August Wilson: The Writer’s Landscape: The first-ever exhibition dedicated to the life and works of August Wilson is now open! Learn More

Ricardo iamuuri Robinson
Radio Gulf

Radio Gulf is a sound installation by interdisciplinary sound artist Ricardo iamuuri Robinson. This new work of art considers a plethora of social gaps by dissecting the game of golf. It interrogates elements of racism, colorism, classism, acculturation, gentrification, imperialism, militarism, economics, ecology, defensive architecture and the sound of a people determined to be recognized as full human beings. A miniature golf fairway encourages attendees to reconsider if this way of living has been fair at all.

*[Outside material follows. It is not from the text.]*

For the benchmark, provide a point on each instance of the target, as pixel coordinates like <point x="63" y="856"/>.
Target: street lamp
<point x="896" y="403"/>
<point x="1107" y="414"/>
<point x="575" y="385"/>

Radio Gulf is an ode to August Wilson’s final work of art: Radio Golf. The sound installation transforms the title to depict the sound of the distance between understanding what the game reveals and what the game conceals. The sound art articulates the gulf/disconnect between black culture and whiteness. The artificial grass, 400 tees, 400 golf balls, one hole in the green, a soundscape and video projections, intersect to make this exhibition a provocative work of art that inspires thought and deep listening.


Ricardo iamuuri Robinson

About Ricardo iamuuri Robinson

“The listener is always the composer.”
~Ricardo iamuuri Robinson

Ricardo iamuuri Robinson is an interdisciplinary sound artist whose work explores acoustic ecologies (a discipline studying the relationship, mediated through sound, between human beings and their environment) spatial relations between audition and quietude, transmission and reception —from social soundscapes to geographical soundtracks to individual interpretations of sonic histories and narratives. Robinson’s projects employ mediations by: research, field recording, archiving, media archeology, filmmaking, site specific sound sculptures, performance art and creative listening engagements. Robinson’s work is committed to a deeper understanding of the ways we listen and allow sound to inform and influence our relationships.

Recent works, The Sunscreen Conspiracy, and Blackbody, White Noise, focus specifically on narratives about race, geography, and particularly the relationship between black people, white progress, labor, technology, media and the environment.